Los invisibles
Por Viridiana Nárud
El reloj marcaba las diez de la noche, la casa estaba fría, llena de humedad, parecía esperarme. Me senté en el sillón junto a la puerta de la entrada. Escuchaba el transito al exterior de la casa, las voces vecinas que iban y venían. Me levanté, fui a la cocina, prendí fuego y puse una tetera para calentar agua. Me di cuenta que no estaba sola.

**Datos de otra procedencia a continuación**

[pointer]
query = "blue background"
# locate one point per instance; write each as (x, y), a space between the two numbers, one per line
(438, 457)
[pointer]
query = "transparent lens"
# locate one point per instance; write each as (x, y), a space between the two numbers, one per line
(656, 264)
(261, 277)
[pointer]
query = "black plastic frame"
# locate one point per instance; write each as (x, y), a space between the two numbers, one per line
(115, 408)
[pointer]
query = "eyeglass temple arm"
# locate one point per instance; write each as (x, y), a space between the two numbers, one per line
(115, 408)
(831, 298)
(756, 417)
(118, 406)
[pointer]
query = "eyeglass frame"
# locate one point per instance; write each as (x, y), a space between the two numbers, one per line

Durante noches anteriores se escuchó una gotera caer sobre el piso seco, el sonido era constante y seguido hasta el punto que se convirtió en un sonido sordo. La fuente, en medio del jardín, había permanecido apagada y seca durante cinco años, esto no cambió con el tiempo. Desde su partida la casa comenzó a llenarse de frío, de plantas que crecían de manera caprichosa y de abandono. Me era difícil levantarme en las mañanas, lidiar con el sol, con la idea de un nuevo día. Cerré las cortinas, detuve el tiempo.
El silbido del agua hirviendo me alejó de mis pensamientos. Apagué la hornilla de la estufa, puse un sobre de té de canela y mi mirada se detuvo en aquel punto fijo de donde provenía el sonido del agua. Comencé a verlo. A Daniel siempre le resultó extraño mi forma de comunicarme con los Otros. Él no entiende que el mundo está poblado de Invisibles. El agua caliente comenzó a quemar mis piernas. Había dejado caer la taza sin querer sobre la mesa y el agua escurría suavemente.

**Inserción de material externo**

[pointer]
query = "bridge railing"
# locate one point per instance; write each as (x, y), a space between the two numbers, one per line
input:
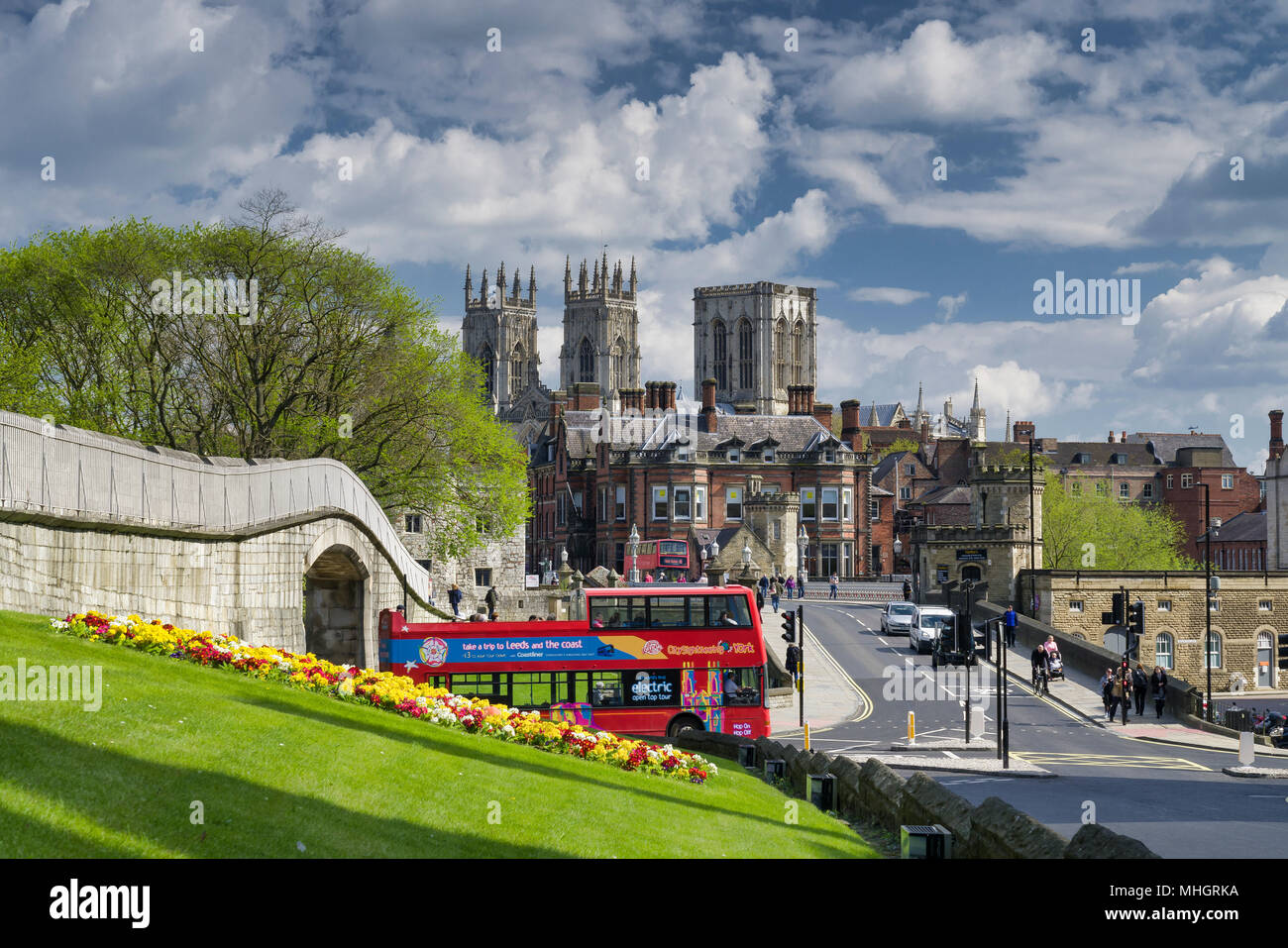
(72, 473)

La muerte no existe, es sólo transformación de la materia… Jamás volveremos a ocupar este cuerpo, pero tú y yo siempre nos encontraremos… Mi manera de explicarle a Daniel la realidad de los enamorados mas que romántica le pareció absurda. Estamos en un eterno retorno, jamás podremos separarnos. Esto último le asustó.

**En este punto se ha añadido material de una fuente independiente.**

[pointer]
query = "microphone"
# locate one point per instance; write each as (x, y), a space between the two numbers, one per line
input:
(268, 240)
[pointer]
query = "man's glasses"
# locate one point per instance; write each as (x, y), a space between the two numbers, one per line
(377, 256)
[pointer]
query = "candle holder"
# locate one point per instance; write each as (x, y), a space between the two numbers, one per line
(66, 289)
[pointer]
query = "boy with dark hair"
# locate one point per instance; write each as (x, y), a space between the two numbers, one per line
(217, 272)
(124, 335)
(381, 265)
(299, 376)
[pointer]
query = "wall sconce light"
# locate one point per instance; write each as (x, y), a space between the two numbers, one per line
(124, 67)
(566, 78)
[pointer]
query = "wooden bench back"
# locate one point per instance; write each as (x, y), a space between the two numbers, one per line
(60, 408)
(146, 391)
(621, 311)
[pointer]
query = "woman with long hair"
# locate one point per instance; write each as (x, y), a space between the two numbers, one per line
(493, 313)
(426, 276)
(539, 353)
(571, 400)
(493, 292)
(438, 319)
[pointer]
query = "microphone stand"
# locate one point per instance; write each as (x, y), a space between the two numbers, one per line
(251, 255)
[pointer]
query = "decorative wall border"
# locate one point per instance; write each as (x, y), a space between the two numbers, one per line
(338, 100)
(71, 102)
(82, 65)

Antes de su partida me encerré en mis estudios, cada día me encontraba más abierta a los indescriptible e inefable de la vida, por el contrario, la vida comenzó a ser imposible de habitarla. La gente que se esconde tras las máscaras creyendo que jamás nadie podrá verlos. Su rostro adornado no puede ocultar los secretos del alma. Sólo tienes que ver directamente a los ojos de una persona para saberlo todo.
Todo me parecía absurdo: la fama, el reconocimiento... ¿qué era todo esto por lo que la gente peleaba? Daniel me prohibió leer, era imposible tratar conmigo con tantas ideas en mi cabeza. Lo que él no pudo
entender es que la vida está gobernada por aquello que desconocemos, que es el
inconsciente lo que toma rienda de nuestra y una parte mínima de nuestra existencia logramos
llegar a la consciencia. Nadie puede gobernar sobre los latidos y el ritmo del corazón.
En casa todo se llenó de oscuridad. Pronto comencé a escuchar aquello que debe permanecer en silencio.